This tasks is a part of a project called "Collaborative Robotic Workplace of the Future". The main goal of the project is to develop a workplace where a robotic arm will aid a human worker with an assembly task. A necessary part of the project is the ability to recognize and track the objects (building material, tools) in the workplace.
Brief description of the task
Completing the following sub-tasks will be part of the summer job. Some of the sub-tasks might change or sub-tasks might be added or removed based on your progress. This description should just give you basic overview of the task.
- Compile a list of the state of the art methods for visual object tracking from scientific papers (to make this sub-task easier, there are regular challenges comparing the most current methods, e.g. MOT and VOT)
- Select suitable tracking methods (with the help of the supervisor)

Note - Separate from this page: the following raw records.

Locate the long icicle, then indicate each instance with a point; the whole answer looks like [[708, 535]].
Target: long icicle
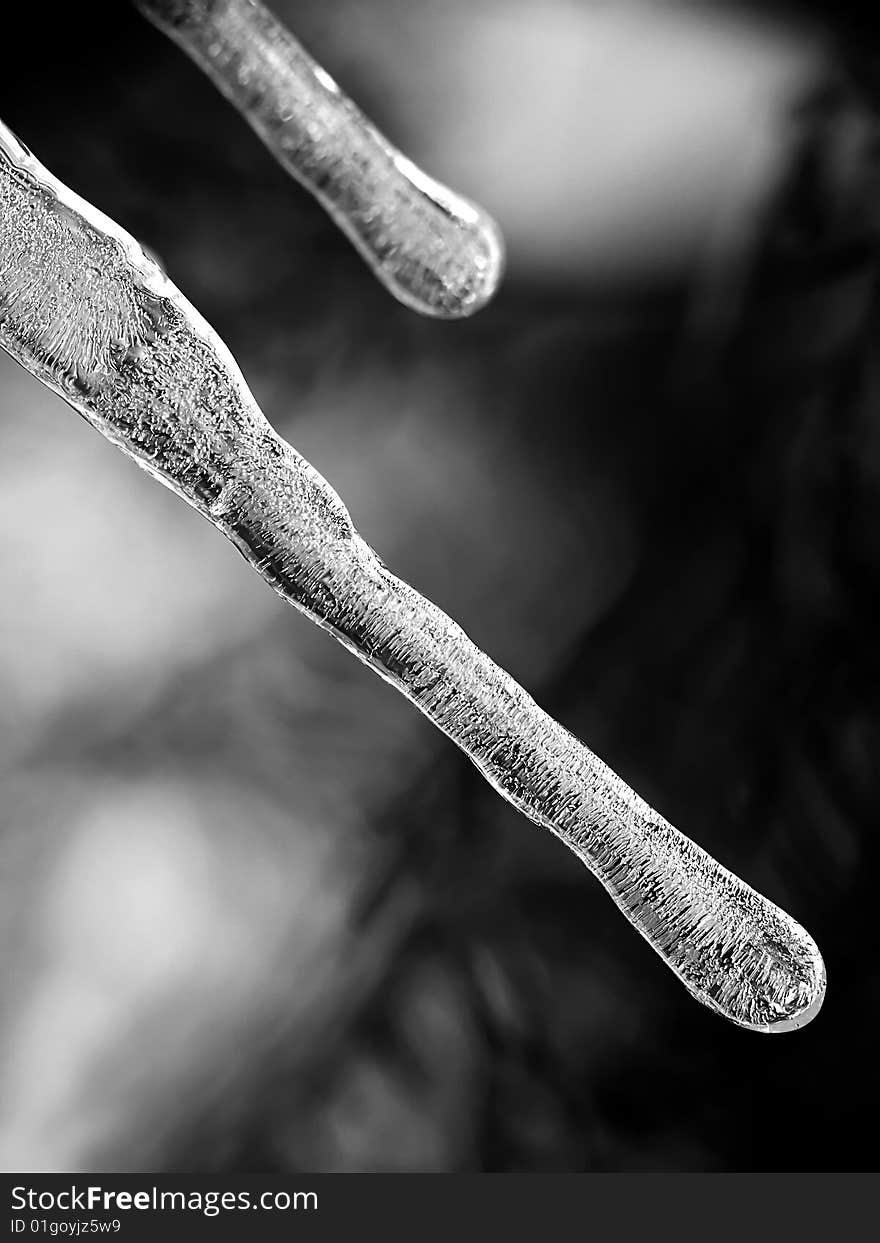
[[433, 249], [95, 318]]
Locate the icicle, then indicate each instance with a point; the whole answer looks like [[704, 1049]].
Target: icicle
[[96, 320], [433, 249]]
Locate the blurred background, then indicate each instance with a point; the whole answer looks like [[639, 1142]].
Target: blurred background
[[256, 914]]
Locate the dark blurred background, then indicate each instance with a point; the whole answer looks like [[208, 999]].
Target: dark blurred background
[[256, 914]]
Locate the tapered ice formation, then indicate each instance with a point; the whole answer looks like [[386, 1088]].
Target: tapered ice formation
[[87, 312], [433, 249]]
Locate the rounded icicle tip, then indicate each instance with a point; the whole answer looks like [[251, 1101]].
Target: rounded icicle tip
[[773, 981]]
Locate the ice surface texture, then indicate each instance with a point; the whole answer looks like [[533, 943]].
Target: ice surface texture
[[95, 318], [434, 250]]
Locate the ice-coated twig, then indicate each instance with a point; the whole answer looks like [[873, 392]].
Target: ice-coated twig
[[434, 250], [95, 318]]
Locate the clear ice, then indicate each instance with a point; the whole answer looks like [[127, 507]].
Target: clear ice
[[95, 318], [434, 250]]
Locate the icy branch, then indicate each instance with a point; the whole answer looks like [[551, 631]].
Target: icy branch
[[93, 317], [433, 249]]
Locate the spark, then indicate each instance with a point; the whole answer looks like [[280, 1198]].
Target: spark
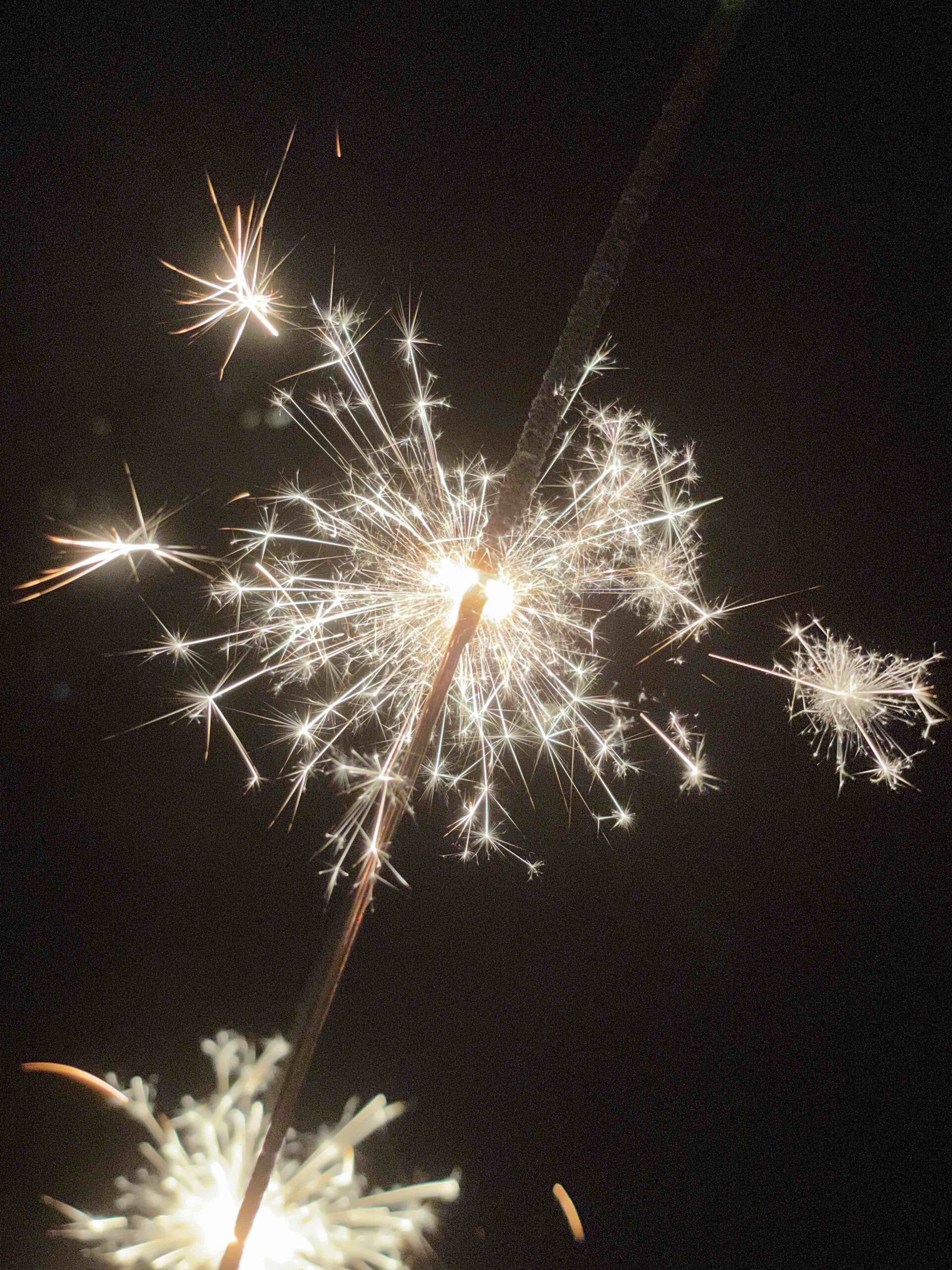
[[94, 553], [244, 290], [76, 1074], [569, 1209], [345, 597], [688, 747], [849, 699], [179, 1208]]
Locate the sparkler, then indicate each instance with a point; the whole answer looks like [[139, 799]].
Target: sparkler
[[244, 290], [179, 1209], [408, 548], [849, 699]]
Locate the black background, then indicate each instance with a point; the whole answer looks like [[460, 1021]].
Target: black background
[[722, 1033]]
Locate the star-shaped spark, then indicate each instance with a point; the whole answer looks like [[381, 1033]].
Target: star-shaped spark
[[244, 290], [137, 543]]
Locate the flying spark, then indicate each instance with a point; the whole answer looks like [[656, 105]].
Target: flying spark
[[244, 290], [849, 700], [343, 599], [179, 1208]]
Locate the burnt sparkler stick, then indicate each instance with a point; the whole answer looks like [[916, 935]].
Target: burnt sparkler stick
[[323, 987], [516, 492]]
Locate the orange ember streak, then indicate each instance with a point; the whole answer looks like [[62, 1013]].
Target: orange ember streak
[[76, 1074], [572, 1214]]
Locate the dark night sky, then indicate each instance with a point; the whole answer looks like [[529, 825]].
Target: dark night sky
[[722, 1033]]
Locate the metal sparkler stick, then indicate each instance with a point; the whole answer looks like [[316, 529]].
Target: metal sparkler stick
[[515, 495]]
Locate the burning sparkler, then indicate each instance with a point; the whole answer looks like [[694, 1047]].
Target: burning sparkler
[[345, 597], [179, 1209], [849, 699]]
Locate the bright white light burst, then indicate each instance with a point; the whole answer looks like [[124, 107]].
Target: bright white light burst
[[343, 597], [179, 1209]]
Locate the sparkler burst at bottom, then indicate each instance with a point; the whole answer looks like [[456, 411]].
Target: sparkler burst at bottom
[[178, 1210]]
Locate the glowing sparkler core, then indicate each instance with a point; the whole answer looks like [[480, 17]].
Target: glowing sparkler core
[[457, 578], [180, 1208]]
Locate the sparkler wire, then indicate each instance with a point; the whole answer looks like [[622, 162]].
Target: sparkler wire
[[515, 495]]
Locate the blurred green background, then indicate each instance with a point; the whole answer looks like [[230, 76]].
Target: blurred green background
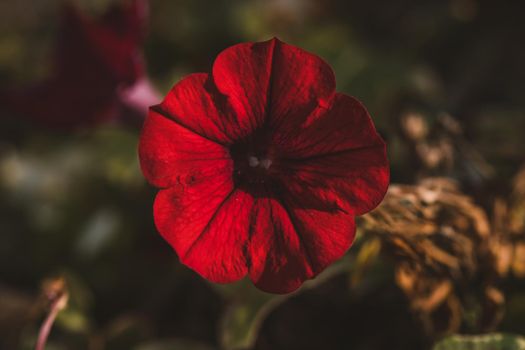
[[74, 203]]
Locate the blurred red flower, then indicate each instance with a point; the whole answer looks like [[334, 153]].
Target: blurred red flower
[[98, 73], [262, 166]]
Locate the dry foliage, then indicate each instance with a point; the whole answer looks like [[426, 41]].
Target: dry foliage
[[440, 242]]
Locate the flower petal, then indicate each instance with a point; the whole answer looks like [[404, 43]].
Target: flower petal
[[272, 82], [290, 244], [337, 161], [172, 154], [195, 103], [207, 225]]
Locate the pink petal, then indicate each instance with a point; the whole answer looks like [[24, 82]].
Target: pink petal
[[337, 161], [290, 244], [171, 154], [272, 82], [207, 224]]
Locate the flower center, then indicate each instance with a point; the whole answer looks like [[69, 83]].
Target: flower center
[[264, 163]]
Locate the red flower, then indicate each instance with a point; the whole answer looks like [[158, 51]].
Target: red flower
[[98, 66], [262, 166]]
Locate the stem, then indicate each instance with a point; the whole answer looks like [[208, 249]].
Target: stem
[[57, 305]]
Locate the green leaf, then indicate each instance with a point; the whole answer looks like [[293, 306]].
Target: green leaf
[[174, 344], [482, 342]]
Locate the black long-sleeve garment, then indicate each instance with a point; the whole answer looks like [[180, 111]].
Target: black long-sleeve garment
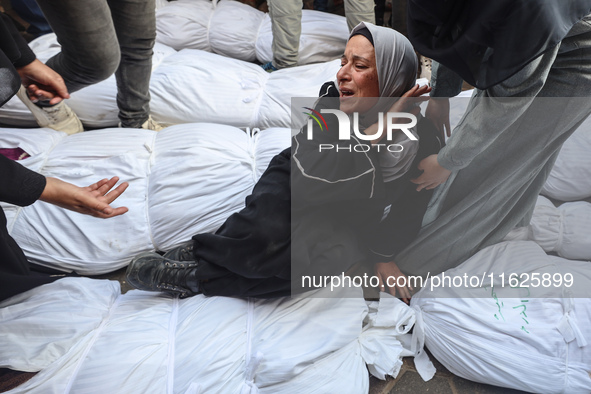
[[22, 187]]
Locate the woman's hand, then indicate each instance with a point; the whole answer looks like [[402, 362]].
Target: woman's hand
[[388, 275], [43, 83], [438, 112], [411, 100], [433, 174], [92, 200]]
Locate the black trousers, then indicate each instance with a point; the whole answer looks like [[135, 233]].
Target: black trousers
[[15, 275]]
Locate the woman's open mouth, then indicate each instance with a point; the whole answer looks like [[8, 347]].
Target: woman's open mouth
[[346, 93]]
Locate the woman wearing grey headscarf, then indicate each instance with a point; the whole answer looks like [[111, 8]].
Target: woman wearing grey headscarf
[[312, 215]]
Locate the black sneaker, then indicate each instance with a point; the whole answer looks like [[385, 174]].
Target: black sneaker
[[152, 272], [183, 252]]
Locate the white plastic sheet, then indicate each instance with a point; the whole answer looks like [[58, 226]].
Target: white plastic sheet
[[570, 178], [504, 336], [565, 230], [140, 342], [184, 180]]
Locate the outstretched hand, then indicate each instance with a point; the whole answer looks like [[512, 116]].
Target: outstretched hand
[[390, 276], [410, 101], [92, 200], [43, 83], [438, 112], [433, 174]]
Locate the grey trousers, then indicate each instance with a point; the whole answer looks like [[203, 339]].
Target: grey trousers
[[501, 153], [102, 37]]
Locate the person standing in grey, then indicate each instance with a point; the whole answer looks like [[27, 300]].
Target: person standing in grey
[[102, 37], [501, 152]]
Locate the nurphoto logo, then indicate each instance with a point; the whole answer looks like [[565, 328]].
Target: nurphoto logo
[[392, 120]]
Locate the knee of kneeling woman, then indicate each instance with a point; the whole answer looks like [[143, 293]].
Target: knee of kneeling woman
[[97, 66]]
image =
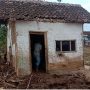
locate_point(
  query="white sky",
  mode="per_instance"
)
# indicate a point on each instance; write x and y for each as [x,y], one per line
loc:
[83,3]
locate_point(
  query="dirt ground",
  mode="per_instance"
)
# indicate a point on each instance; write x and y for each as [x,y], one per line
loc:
[38,80]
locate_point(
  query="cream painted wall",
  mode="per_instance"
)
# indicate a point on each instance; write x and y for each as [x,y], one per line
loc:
[55,31]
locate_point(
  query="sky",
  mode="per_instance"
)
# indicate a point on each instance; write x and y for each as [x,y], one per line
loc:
[84,3]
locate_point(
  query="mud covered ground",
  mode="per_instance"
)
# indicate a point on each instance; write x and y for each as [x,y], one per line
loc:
[9,80]
[37,80]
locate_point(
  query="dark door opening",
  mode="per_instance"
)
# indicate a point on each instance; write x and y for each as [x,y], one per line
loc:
[38,52]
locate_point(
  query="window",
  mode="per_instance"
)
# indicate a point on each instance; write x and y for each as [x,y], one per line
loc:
[67,45]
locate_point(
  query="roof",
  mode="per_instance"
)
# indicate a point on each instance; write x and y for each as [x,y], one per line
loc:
[86,32]
[22,10]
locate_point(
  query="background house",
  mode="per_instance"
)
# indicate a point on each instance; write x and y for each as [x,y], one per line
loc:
[57,27]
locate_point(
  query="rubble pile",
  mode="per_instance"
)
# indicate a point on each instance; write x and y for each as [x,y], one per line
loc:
[40,80]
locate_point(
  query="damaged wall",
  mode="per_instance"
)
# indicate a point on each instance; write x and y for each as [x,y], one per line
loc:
[55,31]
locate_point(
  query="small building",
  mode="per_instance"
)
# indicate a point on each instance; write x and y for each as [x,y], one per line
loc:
[44,36]
[86,38]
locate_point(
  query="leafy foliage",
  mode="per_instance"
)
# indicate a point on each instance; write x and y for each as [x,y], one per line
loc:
[59,0]
[3,37]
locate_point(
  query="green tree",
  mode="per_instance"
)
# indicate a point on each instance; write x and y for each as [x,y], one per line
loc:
[59,0]
[3,37]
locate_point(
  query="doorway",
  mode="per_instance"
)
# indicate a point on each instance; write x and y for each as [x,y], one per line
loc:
[37,44]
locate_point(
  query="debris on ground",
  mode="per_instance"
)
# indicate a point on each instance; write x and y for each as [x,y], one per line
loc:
[40,80]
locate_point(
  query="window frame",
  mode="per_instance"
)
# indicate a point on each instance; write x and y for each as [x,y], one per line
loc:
[69,45]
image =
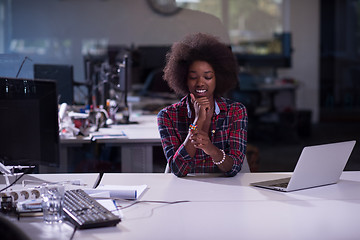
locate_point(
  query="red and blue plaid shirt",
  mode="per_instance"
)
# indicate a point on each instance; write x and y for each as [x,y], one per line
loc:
[228,132]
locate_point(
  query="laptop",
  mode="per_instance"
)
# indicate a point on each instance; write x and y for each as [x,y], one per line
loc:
[318,165]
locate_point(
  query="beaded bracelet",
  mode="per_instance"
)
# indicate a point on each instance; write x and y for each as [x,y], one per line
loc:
[192,127]
[222,160]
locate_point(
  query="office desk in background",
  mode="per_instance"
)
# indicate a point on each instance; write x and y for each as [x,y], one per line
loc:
[223,208]
[136,145]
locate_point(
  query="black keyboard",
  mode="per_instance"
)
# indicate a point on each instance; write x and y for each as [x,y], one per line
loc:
[85,212]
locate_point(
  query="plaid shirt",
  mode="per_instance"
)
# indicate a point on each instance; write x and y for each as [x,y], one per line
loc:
[228,132]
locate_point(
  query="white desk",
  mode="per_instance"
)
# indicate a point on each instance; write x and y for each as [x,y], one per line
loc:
[136,146]
[226,208]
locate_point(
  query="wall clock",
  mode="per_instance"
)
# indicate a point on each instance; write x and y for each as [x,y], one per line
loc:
[166,7]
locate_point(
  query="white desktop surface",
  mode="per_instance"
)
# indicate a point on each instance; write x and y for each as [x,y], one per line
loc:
[225,208]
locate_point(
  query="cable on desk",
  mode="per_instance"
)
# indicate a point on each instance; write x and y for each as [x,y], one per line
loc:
[73,234]
[150,201]
[16,179]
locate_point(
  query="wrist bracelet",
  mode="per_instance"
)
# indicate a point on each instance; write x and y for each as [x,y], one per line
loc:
[222,160]
[192,127]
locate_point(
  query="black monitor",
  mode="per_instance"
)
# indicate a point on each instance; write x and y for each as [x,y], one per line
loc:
[29,125]
[64,76]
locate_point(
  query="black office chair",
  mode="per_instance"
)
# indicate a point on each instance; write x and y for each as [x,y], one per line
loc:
[10,231]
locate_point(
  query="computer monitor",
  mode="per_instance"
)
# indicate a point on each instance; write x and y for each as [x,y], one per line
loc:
[64,76]
[29,127]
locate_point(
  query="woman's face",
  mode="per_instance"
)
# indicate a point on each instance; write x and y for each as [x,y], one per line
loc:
[201,79]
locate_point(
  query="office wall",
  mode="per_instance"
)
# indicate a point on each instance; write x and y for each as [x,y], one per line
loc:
[68,25]
[132,22]
[305,29]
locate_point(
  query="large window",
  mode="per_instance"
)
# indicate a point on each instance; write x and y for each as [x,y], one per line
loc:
[253,25]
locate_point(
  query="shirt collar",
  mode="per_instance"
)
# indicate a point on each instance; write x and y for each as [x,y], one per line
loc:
[217,108]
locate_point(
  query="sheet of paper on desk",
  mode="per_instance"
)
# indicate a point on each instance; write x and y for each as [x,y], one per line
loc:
[98,136]
[107,203]
[119,191]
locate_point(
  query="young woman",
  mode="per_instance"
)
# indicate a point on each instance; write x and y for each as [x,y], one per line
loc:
[204,132]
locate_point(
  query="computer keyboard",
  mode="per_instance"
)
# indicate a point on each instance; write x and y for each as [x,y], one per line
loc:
[85,212]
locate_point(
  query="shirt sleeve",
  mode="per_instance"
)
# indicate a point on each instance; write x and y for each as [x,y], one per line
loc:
[237,138]
[177,157]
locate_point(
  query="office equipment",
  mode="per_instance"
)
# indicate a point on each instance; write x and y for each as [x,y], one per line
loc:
[63,75]
[29,122]
[317,166]
[119,191]
[85,212]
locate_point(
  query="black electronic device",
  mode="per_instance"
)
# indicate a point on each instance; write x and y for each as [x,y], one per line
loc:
[29,122]
[85,212]
[63,75]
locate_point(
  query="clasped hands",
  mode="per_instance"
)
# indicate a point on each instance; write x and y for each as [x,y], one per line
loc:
[203,113]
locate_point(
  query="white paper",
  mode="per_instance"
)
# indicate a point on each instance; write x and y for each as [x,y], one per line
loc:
[119,191]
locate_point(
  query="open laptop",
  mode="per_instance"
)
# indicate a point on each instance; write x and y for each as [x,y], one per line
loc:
[317,166]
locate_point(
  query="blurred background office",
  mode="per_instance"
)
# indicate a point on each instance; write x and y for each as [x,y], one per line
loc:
[299,60]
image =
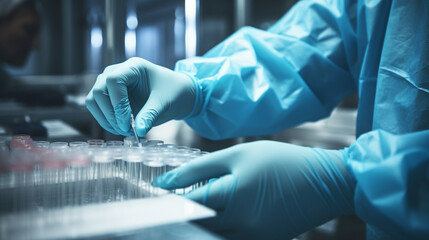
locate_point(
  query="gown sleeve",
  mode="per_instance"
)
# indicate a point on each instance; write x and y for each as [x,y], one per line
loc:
[260,82]
[392,181]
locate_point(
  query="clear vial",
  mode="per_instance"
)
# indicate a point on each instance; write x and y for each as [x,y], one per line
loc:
[79,163]
[132,159]
[103,165]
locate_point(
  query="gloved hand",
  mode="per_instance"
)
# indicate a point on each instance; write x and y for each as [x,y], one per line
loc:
[153,93]
[267,189]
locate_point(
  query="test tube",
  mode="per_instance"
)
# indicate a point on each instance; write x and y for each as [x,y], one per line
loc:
[153,143]
[78,144]
[103,173]
[115,148]
[132,159]
[153,165]
[79,170]
[52,168]
[21,166]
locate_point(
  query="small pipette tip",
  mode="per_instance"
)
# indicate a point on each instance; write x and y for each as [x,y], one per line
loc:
[133,126]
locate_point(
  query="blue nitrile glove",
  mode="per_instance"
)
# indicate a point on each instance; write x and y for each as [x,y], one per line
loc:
[156,93]
[267,189]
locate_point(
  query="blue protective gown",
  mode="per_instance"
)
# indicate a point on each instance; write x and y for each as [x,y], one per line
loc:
[260,82]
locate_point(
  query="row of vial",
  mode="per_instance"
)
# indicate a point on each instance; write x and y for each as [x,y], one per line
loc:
[61,174]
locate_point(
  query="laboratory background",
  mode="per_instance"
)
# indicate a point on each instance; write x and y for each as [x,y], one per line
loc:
[77,39]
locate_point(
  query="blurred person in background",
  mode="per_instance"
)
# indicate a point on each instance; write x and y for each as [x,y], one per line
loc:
[19,35]
[259,82]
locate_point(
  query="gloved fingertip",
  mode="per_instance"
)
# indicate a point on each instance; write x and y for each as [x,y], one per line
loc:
[142,127]
[166,181]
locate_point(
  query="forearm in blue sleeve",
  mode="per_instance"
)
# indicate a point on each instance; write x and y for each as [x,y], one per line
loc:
[392,181]
[260,82]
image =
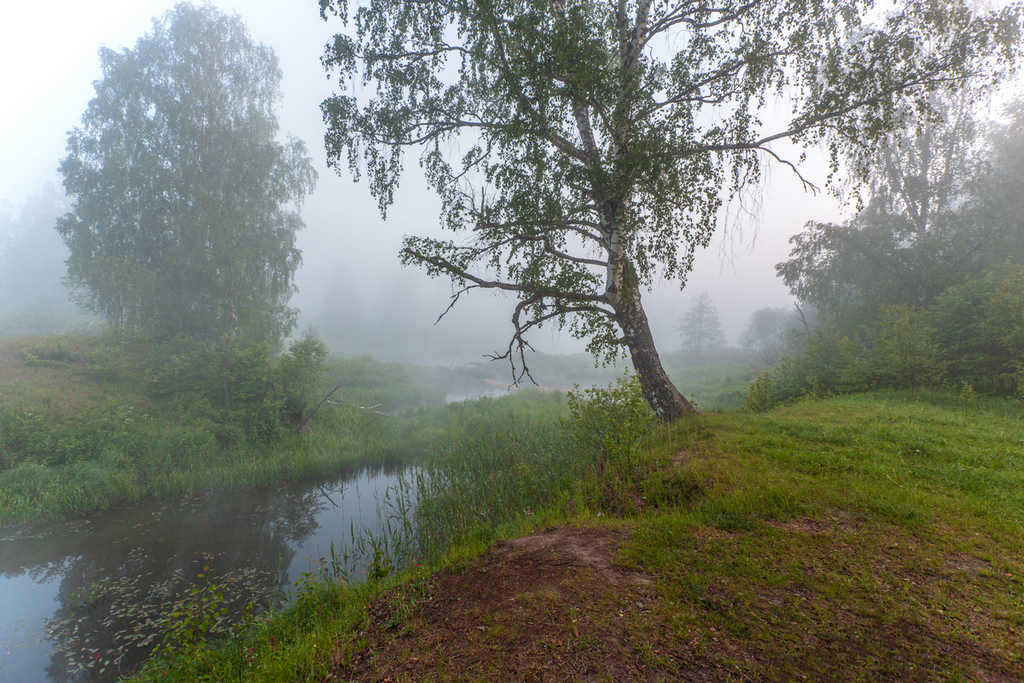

- Test the implementations of the selected algorithms on standardized datasets. Only algorithms with existing source codes or at most easy-to-implement algorithms will be used. Therefore, this sub-task will be mostly about making the existing implementation work and tuning the parameters of the algorithm.
- Test the selected algorithms on a specialized dataset related to the industrial task. Part of this sub-task will be likely the creation of such a dataset (a small, simplified set). A real industrial task is currently substituted with an assembly of a toy building kit (e.g. "Meccano"). Therefore, the set will consist of the building blocks and tools from the kit.
- Compare the performance of these algorithms with "standard" tracking algorithms implemented in the computer vision library OpenCV
The student(s) will be required to learn these skills in order to accomplish the given tasks. Knowing them beforehand (at least at a basic level) will be advantageous.
- PyTorch (framework for artificial neural networks in Python)
- Robot Operating System (ROS)
Team of two students can work on the task.